Arriving off the heels of their recent Interzone LP, Brooklyn electro post-punk duo The Vacant Lots are sharing a remixed song, “Departure,” which has been produced by Black Rebel Motorcycle Club’s Robert Levon Been. Officially released as a 7″ by London label Fuzz Club on October 16, the track showcases the band’s significant chops with regards to blending two distinct and wondrous worlds, proto-punk and psych. In the past, they’ve released singles with Mexican Summer and Reverberation Appreciation Society, collaborated on their debut album Departure with Spacemen 3’s Sonic Boom, their second album Endless Night with Alan Vega, and on their two EPs, Berlin and Exit, with Brian Jonestown Massacre’s Anton Newcombe at his studio in Berlin. The group has also toured with Black Rebel Motorcycle Club, Suicide, Brian Jonestown Massacre, Dean Wareham, The Dandy Warhols, and Spectrum. If all of this doesn’t warrant a listen, I’m not sure what does.

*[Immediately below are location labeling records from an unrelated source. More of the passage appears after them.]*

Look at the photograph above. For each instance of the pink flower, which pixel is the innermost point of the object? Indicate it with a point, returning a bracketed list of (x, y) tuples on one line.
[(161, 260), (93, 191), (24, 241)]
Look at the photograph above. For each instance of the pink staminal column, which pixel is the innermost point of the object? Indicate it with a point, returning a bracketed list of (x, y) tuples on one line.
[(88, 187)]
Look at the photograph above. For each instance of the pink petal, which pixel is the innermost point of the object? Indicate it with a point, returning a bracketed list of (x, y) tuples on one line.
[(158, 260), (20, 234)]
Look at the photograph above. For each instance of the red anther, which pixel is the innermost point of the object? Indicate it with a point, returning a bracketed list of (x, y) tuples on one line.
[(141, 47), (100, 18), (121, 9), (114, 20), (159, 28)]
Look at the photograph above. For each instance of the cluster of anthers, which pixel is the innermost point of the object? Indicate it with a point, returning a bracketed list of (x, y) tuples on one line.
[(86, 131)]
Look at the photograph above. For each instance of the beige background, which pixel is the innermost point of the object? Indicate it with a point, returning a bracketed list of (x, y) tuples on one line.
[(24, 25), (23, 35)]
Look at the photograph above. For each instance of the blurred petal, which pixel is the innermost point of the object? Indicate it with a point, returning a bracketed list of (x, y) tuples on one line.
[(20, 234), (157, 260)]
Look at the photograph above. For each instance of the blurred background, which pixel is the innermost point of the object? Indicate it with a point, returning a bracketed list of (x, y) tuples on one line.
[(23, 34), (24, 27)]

Joe Vann has spent the last few months releasing a series of singles, including “Shuffle Around,” “Your Love,” “Can You Be Mine,” and “Houseplants,” which are streaming everywhere now. Most of the new music that Vann has been working on weds the freewheeling experimental aesthetics of his beloved indie band, From Indian Lakes, with the musical traditions on which he was reared while growing up in a trailer on an acreage in rural northern California. Phosphorescent synths, hushed vocals, and hardy guitar ensures this work is sumptuous and rich with color. It’s the work of a musician who left a childhood of no electricity and creek-swimming, lived the indie rock dream, and has now returned home with nothing left to prove.
Until next month, MAKE AMERICA GOTH AGAIN.